東大生の教育に関する意識調査

―― 一二年生から教育問題への提言 ――

 
 今回の教育特集の一環として、1・2年生を対象に「教育に関する意識調査」を行った。方法は電子メールによるもので、形式はアンケート形式をとった。最近の青少年犯罪増加の影響か、教育の問題に関心を持っている学生は多く、たくさんの返答が返ってきた。ここでは、その中でも代表的な意見や、示唆に富んだ意見などを抽出して掲載する。
アンケートで行った質問
  1. 教育の問題に関心がありますか?
  2. 自分が今まで受けた教育に満足していますか?またその理由は何ですか?
  3. 子どもたちが「キレる」原因は何だと思いますか?
  4. 高校や中学での持ち物検査は必要だと思いますか?またその理由は何ですか?
  5. 近年、青少年による犯罪が急増していますが、その主な原因は教育にあると思いますか?
  6. 家庭は教育においてどのような役割を果たすべきだと思いますか?
  7. 現代の日本の教育システムに欠陥があると思いますか?
  8. これからの教育はどうあるべきだと思いますか?
  9. その他教育に関して思うことを教えて下さい。(特に「こころの教育」について)


1.教育の問題に関心がありますか?

6割以上が「関心ある」

 この問に対しては、さすがに「関心ある」と答えた学生が多かった。教育に関心のある学生は全体の6割以上に達した。

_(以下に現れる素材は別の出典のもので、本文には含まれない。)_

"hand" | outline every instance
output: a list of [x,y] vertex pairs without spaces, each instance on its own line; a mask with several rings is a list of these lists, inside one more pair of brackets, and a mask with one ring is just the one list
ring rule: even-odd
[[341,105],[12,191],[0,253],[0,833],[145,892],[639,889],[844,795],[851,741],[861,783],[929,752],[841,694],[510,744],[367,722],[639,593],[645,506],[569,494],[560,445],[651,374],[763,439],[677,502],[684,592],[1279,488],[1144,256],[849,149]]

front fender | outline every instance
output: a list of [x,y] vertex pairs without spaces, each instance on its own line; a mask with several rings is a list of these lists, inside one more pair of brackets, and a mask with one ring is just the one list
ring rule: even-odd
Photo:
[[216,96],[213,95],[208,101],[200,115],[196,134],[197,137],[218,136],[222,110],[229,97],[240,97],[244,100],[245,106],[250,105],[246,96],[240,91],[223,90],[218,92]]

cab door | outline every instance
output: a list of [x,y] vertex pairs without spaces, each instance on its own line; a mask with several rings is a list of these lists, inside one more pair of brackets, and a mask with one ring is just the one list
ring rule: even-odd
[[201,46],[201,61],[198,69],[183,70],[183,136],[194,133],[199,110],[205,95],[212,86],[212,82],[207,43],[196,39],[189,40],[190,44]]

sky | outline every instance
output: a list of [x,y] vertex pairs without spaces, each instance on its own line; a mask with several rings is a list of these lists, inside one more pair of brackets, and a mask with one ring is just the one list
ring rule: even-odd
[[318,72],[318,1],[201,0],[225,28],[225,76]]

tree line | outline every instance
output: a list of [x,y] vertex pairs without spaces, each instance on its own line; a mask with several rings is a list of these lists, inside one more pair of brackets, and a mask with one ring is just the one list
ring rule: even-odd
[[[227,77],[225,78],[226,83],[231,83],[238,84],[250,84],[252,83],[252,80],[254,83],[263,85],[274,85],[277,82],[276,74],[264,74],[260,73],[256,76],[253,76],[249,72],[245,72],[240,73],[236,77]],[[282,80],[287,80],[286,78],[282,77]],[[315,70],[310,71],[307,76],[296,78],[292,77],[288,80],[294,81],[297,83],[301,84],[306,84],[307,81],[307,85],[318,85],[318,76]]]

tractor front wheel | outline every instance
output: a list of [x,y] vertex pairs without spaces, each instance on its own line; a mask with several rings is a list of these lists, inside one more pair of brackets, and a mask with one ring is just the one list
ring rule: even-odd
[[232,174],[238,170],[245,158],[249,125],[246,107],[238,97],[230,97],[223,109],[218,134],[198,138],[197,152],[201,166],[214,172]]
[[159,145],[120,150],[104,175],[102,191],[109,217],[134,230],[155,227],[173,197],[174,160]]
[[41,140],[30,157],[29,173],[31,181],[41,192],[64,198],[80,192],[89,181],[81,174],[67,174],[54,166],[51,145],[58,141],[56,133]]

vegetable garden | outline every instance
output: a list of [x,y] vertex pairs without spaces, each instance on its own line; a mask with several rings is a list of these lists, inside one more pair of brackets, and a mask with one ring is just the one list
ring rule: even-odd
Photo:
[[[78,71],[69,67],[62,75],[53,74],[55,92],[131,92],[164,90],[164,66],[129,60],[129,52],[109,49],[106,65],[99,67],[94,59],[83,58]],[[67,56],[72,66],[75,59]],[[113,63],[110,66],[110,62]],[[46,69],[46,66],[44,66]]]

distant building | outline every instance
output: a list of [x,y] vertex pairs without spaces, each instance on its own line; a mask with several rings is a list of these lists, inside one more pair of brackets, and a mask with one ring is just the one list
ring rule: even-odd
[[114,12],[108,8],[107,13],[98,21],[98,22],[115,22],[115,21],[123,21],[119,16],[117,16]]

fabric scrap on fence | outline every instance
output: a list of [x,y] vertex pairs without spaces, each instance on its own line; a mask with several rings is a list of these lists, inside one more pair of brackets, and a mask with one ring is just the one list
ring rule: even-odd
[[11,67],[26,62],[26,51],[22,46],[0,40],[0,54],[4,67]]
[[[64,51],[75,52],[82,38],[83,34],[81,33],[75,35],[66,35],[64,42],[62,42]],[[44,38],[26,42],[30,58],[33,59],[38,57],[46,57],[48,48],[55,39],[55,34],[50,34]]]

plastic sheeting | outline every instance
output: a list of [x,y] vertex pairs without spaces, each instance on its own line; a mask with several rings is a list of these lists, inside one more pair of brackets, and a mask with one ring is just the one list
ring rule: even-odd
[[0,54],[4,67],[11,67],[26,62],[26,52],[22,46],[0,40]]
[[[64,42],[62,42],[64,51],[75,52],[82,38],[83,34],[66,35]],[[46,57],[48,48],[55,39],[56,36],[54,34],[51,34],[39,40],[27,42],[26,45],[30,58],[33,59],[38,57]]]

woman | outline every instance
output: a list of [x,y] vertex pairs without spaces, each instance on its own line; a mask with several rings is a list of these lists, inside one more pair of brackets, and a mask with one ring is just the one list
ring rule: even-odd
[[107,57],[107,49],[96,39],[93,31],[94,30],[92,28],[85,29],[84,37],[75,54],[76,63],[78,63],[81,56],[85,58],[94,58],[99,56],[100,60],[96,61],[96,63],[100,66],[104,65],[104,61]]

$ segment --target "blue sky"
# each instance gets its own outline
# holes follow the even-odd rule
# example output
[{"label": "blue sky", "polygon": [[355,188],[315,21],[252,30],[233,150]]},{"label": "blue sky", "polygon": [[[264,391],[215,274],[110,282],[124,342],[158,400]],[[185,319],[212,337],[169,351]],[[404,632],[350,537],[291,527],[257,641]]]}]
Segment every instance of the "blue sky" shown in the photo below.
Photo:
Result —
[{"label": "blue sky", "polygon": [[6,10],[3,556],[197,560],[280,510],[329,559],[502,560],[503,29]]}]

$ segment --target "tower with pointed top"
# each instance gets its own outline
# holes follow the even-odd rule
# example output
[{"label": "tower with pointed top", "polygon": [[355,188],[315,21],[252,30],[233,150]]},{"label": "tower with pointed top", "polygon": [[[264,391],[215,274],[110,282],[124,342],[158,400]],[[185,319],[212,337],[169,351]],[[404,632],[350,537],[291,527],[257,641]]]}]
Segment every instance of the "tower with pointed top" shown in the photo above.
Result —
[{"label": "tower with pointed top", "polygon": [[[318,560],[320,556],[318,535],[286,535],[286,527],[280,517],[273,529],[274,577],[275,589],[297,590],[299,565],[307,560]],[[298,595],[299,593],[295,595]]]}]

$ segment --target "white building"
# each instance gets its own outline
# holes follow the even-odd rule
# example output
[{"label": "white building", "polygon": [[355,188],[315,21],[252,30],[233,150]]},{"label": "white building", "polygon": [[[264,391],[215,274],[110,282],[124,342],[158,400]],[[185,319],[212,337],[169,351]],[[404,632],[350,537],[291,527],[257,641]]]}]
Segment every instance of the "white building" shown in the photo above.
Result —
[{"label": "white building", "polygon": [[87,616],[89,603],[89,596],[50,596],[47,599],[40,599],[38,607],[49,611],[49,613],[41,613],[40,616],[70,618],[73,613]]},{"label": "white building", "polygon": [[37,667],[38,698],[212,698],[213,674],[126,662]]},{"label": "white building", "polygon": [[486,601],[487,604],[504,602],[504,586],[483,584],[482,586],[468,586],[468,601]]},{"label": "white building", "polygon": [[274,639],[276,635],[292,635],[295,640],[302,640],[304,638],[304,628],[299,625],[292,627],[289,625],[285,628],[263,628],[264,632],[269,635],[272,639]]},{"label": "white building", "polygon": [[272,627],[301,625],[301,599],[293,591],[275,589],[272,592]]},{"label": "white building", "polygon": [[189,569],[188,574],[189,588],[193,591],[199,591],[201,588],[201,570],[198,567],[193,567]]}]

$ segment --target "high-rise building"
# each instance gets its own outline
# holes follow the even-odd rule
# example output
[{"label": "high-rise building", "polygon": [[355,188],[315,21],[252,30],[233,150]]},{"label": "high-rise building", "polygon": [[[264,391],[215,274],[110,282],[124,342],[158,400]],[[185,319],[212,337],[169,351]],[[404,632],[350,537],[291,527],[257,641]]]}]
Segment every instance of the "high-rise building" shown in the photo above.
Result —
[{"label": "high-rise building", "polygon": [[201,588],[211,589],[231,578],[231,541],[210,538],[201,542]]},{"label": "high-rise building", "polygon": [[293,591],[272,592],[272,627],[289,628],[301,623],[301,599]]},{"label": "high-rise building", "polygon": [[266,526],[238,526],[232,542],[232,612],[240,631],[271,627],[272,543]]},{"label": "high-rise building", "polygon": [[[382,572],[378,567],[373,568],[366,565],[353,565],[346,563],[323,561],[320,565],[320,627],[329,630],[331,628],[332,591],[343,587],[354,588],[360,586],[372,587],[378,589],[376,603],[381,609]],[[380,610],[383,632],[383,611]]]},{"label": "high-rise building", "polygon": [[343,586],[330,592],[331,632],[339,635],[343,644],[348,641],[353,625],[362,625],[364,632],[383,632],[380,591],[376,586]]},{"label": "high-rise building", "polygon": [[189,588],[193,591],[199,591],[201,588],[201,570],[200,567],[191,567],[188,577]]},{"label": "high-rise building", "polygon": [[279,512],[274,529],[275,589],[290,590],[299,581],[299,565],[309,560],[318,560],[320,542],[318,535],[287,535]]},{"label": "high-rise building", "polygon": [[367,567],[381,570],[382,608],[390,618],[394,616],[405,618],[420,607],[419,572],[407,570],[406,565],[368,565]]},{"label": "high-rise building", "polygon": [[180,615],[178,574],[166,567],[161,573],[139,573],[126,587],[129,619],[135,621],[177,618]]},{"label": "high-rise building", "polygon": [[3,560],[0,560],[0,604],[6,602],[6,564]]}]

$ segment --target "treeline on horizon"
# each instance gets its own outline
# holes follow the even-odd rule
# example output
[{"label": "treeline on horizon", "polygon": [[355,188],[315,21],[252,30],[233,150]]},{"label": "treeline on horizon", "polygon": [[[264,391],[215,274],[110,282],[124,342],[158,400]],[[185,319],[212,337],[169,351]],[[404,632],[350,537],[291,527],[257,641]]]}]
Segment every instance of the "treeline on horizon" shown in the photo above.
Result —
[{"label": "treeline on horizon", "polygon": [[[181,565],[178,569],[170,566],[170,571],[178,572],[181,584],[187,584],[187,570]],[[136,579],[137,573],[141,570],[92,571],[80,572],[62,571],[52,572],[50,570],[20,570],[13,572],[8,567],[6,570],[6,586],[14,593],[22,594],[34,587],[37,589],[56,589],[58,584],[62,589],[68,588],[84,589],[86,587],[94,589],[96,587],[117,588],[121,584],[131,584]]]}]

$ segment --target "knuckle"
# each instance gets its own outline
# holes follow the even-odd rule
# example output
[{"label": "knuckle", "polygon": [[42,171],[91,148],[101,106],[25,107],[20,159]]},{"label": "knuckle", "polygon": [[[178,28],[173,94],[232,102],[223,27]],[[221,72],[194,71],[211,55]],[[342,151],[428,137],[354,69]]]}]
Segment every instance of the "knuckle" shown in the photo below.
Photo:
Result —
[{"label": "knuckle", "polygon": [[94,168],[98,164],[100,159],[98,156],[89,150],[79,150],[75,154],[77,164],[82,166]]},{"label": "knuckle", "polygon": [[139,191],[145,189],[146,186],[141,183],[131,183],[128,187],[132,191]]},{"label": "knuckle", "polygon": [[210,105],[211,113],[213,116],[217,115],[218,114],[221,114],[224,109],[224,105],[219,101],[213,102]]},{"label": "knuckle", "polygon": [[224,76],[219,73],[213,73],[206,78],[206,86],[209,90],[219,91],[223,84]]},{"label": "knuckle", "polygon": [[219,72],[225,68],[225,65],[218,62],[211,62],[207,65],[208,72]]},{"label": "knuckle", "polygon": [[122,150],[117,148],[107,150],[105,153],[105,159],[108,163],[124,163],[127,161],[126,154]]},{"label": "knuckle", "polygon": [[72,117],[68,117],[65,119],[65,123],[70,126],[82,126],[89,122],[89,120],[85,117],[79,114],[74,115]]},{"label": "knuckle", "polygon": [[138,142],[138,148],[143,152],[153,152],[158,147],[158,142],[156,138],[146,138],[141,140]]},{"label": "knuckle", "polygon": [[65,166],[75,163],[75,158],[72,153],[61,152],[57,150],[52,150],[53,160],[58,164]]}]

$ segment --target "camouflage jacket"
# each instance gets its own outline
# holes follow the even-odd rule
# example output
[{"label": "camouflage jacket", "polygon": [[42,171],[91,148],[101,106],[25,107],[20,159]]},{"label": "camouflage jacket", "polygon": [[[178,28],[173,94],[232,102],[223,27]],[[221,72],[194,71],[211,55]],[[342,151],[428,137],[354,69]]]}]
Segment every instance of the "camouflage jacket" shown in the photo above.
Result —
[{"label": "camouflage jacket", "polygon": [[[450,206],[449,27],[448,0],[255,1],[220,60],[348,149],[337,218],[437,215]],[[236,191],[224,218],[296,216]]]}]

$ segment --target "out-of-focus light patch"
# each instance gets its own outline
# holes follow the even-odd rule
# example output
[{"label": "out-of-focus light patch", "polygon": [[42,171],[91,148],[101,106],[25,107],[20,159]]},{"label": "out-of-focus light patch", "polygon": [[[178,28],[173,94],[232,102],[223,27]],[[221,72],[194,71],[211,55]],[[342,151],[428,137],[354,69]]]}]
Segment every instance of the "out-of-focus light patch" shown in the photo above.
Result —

2.自分が今まで受けた教育に満足していますか?またその理由は何ですか?

「満足」は4人に1人

 満足度の比率はグラフのようであった。
 それぞれの理由のうち、代表的なものだけ挙げてみると、
◆「満足」
・最近特に、自分の受けてきた教育が人と(特に海外の人々と)コミュニケーションをしようとする際に役立つことが多くなったということを契機に、自分の受けてきた教育の意義を感じられるようになったから (文一 2年 男)
・良い先生に何度かめぐりあえたから(文一 2年 女)
◆「どちらともいえない」
・実生活ではあまり役に立っていない気がするが、今までの教育が全く必要ないものばかりであったとはいいきれないから(文三 2年 女)
・大学教育において、あまりに教官と生徒の意志の疎通がない(理一 2年 男)
・興味を持たないものにまで学ばねばならないことが多すぎるため(文二 2年 男)
・受験対策のような授業であったため(理二 2年 男)
・中学、高校と今思えばすばらしい教師がたくさんいたが、自分は利用し切れなかった(文三 1年 男)
◆「不満」
・今の自分に生きていることがあまりないから(理一 2年 男)
・生きてゆくのに役立たない知識ばかり詰め込もうとさせられたようだから(理二 2年 男)
 今の自分に生きているか、または良い教師と出会えたかが満足度を左右していることがわかる。 


3.子どもたちが「キレる」原因は何だと思いますか?

ストレスの蓄積が原因

 やはり多かった意見は「ストレス」「欲求不満」だった。
・激しい学力競争でストレスがたまること(文一 2年 男)
・ストレス。愛情の不足(文三 2年 女)
・欲求不満。最近は公園で遊んでいる子供より、室内でテレビゲームをやっている子供の方が多い。その結果、知らず知らずのうちに欲求不満がたまっていき、ささいなことでも暴力に訴えるようになってしまうのだと思う(文二 1年 男)
 また、次の意見に代表されるように、しつけの中で我慢することを教えていないからだという意見も多かった。
・しつけの中に、我慢させるという事が欠落していること。子供を追い詰めてしまうこと(理二 2年 男)
・最近の子どもたちは、自分の社会的立場がわかっていないためだと思う。自分の納得のいかない結果になると「キレる」のだから、自己中心的に考えてるだけだと思う。もっと忍耐力が必要だと思う。それに、やってはいけないことの境界がわかってないためだと思う (理二 2年 男)
 中には次のような考えさせられる意見もあった。
・小さい頃の情操教育がなっていないから。だいたい、ろくなしつけをされていない親が、自分の子を正しくしつけられるはずがない。今の子供たちが親になったときは更にすさまじい子供たちが台頭することだろう (理一 2年 男)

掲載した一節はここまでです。